Supermarkets have made a lot of noise in recent years about their adoption of "local food". In our opinion there is a good deal of greenwash in these claims. Agricultural production has become very concentrated - the very opposite of the notion of local food. This is continuing in 2008, with fruit and vegetable growers in particular still quitting the business in large numbers as the supermarkets press for ever more price cuts: economies of scale mean that a £100m farming business can shave a penny or two off the price compared to a £10m farm. The result is that, for many types of fruit and vegetable, there are now only one or two huge growers in the whole of the UK. Yet, this concentration still means that the supermarkets can identify a few products in each region that are produced there. For example, East Anglia hosts some of the biggest supermarket suppliers of carrots, onions, potatoes and pork. So it's no surprise that the supermarkets can put labels on some of their carrots, onions, potatoes and pork showing that they come from East Anglia. This simple technique - labelling as local what was produced here anyway - accounts for the vast majority of the "local food" offering of the supermarkets.

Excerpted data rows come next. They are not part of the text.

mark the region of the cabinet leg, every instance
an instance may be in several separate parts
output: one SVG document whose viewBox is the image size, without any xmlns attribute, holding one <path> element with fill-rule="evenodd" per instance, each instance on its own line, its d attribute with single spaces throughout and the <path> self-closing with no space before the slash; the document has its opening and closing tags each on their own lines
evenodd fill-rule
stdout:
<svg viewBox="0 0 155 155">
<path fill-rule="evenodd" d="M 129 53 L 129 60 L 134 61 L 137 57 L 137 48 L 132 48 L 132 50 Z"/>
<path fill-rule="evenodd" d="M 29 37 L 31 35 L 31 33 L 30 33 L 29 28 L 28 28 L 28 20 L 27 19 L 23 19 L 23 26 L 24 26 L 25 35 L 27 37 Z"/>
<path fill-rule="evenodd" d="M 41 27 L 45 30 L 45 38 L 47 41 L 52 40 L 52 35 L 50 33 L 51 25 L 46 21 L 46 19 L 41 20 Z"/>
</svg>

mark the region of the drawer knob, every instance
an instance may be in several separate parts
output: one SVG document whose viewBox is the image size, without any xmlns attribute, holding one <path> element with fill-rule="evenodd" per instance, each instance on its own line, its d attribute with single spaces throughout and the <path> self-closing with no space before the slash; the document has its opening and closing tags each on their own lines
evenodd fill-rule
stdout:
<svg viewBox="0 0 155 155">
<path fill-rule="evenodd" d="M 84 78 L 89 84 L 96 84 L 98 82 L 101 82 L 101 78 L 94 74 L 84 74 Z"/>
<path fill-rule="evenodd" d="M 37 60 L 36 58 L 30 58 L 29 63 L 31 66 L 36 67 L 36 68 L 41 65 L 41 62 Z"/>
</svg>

This page has concentrated on supermarkets, but it would be a mistake to think that these points only apply to the "big four". Many of the same observations apply to smaller supermarket chains (including the co-operatives), and also the wholesalers who supply almost all of the convenience stores. This is one of the reasons why we at EAFL are increasingly turning our attention to Community Supported Agriculture as well as specialist craft retailers such as butchers and bakers.